Evolution Of The Sperm Whales

Another subject we can relate to the ramming hypothesis is the animal's evolution. The sperm whale, unlike several marine creatures, is a mammal, and a huge reason for this is its origins.

Many studies associate the modern-day sperm whales with hoofed animals, particularly artiodactyls or even-toed ungulates. It's believed that these animals spent more time in the waters due to presence of abundant food, and over time, they underwent evolution and adaptation to look exactly as they are now.

Interestingly, this idea may mean that sperm whales are relatives to sheep, deer, goats, and antelopes, which have the tendency to ram their horns against each other usually for competition or dominance. Is it possible that the same behavior may have been retained among the sperm whales?

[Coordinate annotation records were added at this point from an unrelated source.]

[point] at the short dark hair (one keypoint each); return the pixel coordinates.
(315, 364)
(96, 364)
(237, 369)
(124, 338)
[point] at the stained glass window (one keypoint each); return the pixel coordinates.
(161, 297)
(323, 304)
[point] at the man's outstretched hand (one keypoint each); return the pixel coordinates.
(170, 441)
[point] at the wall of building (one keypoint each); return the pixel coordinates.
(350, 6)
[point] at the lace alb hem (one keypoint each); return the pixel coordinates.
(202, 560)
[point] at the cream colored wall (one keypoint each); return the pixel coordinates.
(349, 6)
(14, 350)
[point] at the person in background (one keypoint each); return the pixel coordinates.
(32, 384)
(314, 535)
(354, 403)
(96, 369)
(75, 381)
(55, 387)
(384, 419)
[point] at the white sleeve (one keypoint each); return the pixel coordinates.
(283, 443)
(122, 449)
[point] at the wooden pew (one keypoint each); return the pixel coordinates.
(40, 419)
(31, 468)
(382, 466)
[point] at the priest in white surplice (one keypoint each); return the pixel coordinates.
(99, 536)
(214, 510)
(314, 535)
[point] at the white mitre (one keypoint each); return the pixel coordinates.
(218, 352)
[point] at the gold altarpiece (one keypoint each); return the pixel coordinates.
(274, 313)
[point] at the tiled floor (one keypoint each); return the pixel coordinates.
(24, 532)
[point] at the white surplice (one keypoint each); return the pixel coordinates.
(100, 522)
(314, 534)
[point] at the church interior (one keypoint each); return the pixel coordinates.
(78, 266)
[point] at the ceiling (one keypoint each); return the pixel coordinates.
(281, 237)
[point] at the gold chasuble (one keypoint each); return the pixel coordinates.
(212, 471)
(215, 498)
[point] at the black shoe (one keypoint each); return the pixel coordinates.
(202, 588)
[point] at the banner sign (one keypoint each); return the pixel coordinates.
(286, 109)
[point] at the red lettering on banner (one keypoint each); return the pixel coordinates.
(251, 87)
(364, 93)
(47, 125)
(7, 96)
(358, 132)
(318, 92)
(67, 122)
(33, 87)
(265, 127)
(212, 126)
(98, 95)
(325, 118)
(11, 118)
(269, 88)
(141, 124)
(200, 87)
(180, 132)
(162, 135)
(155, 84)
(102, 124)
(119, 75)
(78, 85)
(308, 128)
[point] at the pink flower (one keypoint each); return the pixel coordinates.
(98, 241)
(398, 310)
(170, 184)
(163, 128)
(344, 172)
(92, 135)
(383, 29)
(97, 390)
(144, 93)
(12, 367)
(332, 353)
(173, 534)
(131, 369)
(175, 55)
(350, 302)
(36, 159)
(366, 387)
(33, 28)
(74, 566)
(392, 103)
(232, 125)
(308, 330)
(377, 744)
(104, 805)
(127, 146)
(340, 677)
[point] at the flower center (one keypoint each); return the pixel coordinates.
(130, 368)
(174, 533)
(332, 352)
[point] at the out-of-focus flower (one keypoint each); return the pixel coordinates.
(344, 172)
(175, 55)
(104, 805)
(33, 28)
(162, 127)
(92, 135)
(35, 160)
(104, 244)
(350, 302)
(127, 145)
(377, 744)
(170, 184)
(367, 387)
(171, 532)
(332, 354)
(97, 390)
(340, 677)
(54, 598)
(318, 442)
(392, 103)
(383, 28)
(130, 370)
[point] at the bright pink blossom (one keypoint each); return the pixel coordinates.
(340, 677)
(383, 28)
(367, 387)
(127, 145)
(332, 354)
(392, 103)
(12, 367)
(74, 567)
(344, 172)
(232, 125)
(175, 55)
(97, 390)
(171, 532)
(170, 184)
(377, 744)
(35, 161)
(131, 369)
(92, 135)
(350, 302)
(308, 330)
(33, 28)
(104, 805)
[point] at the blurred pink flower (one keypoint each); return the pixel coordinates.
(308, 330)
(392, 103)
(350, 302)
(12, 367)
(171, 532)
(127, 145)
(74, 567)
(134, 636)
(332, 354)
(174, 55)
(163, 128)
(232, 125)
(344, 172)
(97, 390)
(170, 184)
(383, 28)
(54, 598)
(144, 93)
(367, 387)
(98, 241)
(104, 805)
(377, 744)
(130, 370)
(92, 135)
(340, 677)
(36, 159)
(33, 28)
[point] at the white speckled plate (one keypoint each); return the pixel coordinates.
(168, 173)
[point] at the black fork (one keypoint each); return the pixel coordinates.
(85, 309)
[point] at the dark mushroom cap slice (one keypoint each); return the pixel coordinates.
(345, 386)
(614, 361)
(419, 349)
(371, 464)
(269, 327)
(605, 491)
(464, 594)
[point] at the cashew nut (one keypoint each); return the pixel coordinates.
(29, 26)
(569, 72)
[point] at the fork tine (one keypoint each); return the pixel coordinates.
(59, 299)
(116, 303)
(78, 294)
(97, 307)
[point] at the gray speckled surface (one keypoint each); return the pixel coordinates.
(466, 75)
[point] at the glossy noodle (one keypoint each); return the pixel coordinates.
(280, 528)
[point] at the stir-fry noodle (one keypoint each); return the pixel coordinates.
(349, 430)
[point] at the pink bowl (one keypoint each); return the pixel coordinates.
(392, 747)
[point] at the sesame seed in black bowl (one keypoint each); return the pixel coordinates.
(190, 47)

Variances Of Head Size Between Males And Females

All sperm whales have large heads, but when compared between sexes, those of the males are more massive. One of the possible reasons is to "compete for love." Superior sperm whales have harems from whom the males choose for mating and reproduction. The bigger the harem, the bigger the sperm whale and the larger the weapon should be – in this case, the head. This may at least imply that whales are capable of ramming, even aggression, and that the size and design of the head may be as it is to help them win in these competitions.

Note, though, that these are all theories. A huge impediment to the research is the fact that actual ramming of ships is thinly documented. Nevertheless, the new study may pave the way for newer researches that can shed more light on this interesting behavior.